To speed up the underwriting process, have all your necessary documents and requested information ready for the lender when they ask for it. Also, be prepared to respond punctually to any phone calls or requests you get from the lender after submitting your loan application.
Related: How To Buy a House in 11 Steps
Underwriting happens at two stages in the mortgage process. The first is when you apply for preapproval. Your loan officer will collect information, such as your Social Security Number, current address, employment information, bank statements from the past two months, tax returns, and pay stubs.
They’ll also pull your credit to check your credit score, your payment history, and your debt-to-income ratio. Using that information, they’ll calculate how much you can borrow. Before they can issue a preapproval letter, however, they’ll send all of this information to underwriting.
The underwriting team will analyze your documents and if everything checks out, they’ll issue a conditional approval.
The approval is conditional because you don’t have a sale contract yet and the loan has not been processed.
After you find a home and get your offer accepted, your loan application will be processed — and it will go back to underwriting.
At that point, an underwriter might ask for updated pay stubs and bank statements, especially if it’s been a few months since you were preapproved.
The four possible underwriting outcomes:
- Approved. This means the lender has evaluated your credit, verified your documentation, authorized a specified loan amount, and decided to give you a loan
- Approved with conditions. This means the underwriter is generally satisfied with your application but that certain conditions must be satisfied to get a final approval. “Often, the underwriter will indicate that your loan is conditionally approved based on the appraisal,” says Boese. “If your home doesn’t appraise for the sales price, the loan will only be based on the appraised value.”
- Suspended. This means the loan is on hold and not allowed to proceed until clarification or additional supporting paperwork is provided, as requested by the lender
- Denied. This means the lender has rejected your mortgage application, either because of your finances or because they will not lend on the property. Borrowers who are creditworthy can still be denied if there are serious issues with the home, such as safety or environment hazards
When the underwriter has verified all of your information — and they’ve gotten the appraisal report and title search back — they’ll issue your “clear to close,” which means the loan has been approved. You’ll receive your closing disclosures with all the costs and details on the loan at least three days prior to your closing date.

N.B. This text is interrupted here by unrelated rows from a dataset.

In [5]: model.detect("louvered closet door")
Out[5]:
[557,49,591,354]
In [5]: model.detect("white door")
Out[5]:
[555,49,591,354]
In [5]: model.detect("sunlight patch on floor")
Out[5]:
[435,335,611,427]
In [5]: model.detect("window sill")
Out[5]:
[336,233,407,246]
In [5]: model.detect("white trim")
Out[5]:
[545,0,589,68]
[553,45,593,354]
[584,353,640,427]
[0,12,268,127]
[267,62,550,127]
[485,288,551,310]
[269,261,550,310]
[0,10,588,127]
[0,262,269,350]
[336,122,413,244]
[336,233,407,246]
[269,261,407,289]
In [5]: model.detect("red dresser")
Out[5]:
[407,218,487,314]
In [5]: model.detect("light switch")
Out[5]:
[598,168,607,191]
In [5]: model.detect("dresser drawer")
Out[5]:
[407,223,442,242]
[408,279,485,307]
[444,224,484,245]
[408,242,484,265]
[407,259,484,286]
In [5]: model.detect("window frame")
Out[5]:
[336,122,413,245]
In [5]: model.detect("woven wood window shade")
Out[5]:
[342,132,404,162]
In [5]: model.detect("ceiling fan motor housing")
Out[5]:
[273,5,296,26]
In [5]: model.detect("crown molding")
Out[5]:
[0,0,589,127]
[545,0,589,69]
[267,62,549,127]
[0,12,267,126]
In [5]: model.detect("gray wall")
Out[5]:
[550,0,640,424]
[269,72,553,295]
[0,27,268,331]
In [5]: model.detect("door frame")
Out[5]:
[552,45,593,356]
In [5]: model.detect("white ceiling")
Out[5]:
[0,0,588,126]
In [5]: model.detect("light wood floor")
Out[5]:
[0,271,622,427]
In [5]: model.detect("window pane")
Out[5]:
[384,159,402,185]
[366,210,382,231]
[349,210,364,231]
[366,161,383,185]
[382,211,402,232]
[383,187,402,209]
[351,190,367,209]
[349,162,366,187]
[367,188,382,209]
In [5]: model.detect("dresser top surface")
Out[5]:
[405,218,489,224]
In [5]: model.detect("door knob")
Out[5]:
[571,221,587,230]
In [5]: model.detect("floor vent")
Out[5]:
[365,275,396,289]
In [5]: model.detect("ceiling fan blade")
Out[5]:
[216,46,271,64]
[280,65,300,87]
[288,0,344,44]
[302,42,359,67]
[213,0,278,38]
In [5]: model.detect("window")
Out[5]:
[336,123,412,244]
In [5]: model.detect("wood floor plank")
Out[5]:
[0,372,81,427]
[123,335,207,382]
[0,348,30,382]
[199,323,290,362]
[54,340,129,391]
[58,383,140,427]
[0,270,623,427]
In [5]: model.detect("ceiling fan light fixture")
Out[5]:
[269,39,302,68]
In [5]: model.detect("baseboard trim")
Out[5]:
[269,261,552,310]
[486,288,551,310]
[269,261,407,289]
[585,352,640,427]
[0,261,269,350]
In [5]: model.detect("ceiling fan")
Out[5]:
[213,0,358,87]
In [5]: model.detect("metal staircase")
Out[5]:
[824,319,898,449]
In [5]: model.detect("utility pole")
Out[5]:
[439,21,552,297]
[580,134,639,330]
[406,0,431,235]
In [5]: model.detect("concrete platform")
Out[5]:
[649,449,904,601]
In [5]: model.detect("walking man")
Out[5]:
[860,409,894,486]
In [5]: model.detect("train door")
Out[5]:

A loan in underwriting means that an underwriter is evaluating your income, assets, debts, and other financial details, as well as property information. The lender’s underwriter will need to determine whether you can afford the monthly payments on the loan, whether you are creditworthy, and whether the house can be approved for your loan program.
The underwriting process can take days to weeks, depending on a number of factors, such as the complexity of your financial situation, and how long it takes to receive the appraisal report and title search results, and even how busy the lender is.

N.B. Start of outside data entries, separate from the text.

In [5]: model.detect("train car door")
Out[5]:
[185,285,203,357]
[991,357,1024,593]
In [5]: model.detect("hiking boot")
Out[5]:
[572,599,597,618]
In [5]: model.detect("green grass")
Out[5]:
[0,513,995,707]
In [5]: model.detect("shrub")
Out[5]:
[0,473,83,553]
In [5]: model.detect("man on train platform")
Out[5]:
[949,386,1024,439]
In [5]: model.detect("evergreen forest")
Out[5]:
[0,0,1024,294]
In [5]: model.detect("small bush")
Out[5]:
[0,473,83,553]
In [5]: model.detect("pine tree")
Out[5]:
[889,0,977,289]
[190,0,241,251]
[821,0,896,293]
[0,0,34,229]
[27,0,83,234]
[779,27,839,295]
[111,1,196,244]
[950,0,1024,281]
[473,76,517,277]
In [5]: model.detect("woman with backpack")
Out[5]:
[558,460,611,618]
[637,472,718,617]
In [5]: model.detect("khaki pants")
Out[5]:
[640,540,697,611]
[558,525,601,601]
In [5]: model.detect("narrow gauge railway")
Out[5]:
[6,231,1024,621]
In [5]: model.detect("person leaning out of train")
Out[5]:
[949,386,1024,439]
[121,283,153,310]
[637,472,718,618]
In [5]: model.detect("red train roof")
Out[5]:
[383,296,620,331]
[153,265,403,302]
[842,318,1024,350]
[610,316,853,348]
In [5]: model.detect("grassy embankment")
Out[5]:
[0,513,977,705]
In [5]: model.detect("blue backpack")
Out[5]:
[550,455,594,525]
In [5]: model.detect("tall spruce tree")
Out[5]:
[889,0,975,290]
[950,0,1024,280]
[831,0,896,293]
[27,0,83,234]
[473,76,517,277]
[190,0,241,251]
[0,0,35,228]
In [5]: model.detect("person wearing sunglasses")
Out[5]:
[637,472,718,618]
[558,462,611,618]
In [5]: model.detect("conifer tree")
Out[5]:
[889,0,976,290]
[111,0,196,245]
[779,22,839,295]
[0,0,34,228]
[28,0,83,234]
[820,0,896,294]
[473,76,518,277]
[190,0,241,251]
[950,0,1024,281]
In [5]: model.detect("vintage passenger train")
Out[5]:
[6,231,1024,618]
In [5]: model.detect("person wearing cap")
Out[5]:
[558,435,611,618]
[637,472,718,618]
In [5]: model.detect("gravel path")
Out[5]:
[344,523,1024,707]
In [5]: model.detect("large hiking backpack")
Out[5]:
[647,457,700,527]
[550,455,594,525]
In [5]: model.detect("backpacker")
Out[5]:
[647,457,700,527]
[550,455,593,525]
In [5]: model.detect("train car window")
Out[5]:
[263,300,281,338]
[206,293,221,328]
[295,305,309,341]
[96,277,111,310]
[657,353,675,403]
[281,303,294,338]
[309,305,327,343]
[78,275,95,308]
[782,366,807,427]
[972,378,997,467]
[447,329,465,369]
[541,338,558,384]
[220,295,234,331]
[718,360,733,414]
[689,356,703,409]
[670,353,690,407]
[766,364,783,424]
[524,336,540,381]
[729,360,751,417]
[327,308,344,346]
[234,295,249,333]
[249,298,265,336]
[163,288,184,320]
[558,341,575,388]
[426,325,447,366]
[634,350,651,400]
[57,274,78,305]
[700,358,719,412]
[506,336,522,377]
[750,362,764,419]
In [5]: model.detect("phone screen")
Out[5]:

An underwriter may deny a loan if the borrower doesn’t meet their credit and income guidelines, lacks sufficient job stability and/or savings, or has a high debt-to-income ratio. They can also deny a loan if there are other liens on the property or the house is in poor condition or appraises at a value below the list price.

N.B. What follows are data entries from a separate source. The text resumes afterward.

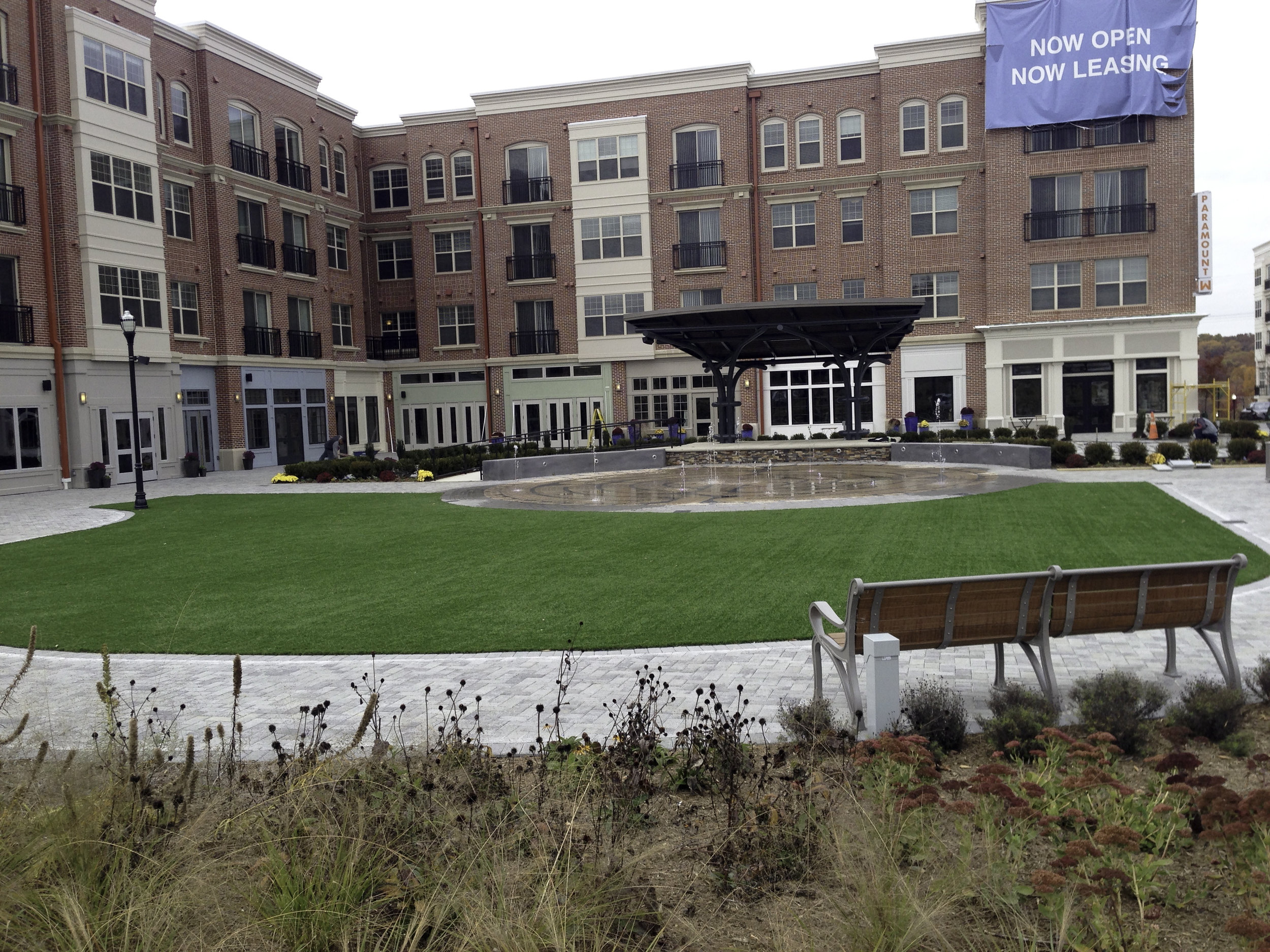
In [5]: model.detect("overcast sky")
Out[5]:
[157,0,1270,334]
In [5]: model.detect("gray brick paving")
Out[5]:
[0,467,1270,757]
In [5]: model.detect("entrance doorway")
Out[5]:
[114,414,159,480]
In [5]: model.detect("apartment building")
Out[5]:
[0,0,1201,491]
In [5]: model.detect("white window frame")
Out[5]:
[897,99,931,156]
[758,119,790,172]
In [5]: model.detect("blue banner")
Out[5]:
[985,0,1195,129]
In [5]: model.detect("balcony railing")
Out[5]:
[1024,202,1156,241]
[503,175,551,205]
[673,241,728,271]
[507,251,555,281]
[287,330,322,360]
[243,324,282,357]
[0,185,27,225]
[282,244,318,277]
[366,330,419,360]
[671,159,723,189]
[278,155,314,192]
[510,330,560,357]
[238,235,278,271]
[0,305,36,344]
[0,62,18,106]
[230,139,269,179]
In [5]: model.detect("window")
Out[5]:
[840,197,865,245]
[84,37,146,116]
[578,136,639,182]
[899,103,926,155]
[772,281,815,301]
[0,406,43,470]
[97,264,163,327]
[912,272,958,317]
[772,202,815,248]
[908,185,957,238]
[330,305,353,347]
[582,292,644,338]
[437,305,477,347]
[375,239,414,281]
[163,182,195,239]
[1094,258,1147,307]
[168,281,198,337]
[680,288,723,307]
[579,215,644,261]
[371,167,410,211]
[838,113,865,162]
[330,146,348,195]
[764,119,785,172]
[423,155,446,202]
[89,152,155,221]
[172,83,190,146]
[1031,261,1081,311]
[1134,358,1163,414]
[452,152,477,198]
[432,231,472,274]
[940,98,965,150]
[1010,363,1041,416]
[327,225,348,272]
[798,116,822,168]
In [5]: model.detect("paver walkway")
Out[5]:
[0,467,1270,757]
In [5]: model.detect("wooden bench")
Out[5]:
[808,555,1249,717]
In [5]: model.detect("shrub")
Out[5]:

Every borrower hopes for a quick mortgage loan approval. But lenders are legally obligated to ensure you have the ability to repay your loan and that the house is able to be loaned on. That’s why the underwriting process is so important.
But you can help the underwriting process along by being prepared.
“You can improve your chances of getting approved more quickly by having everything ready and in one place, being honest when filling out your application, responding quickly to requests for extra information, and being prepared to explain unfavorable items on your credit report,” Francies said.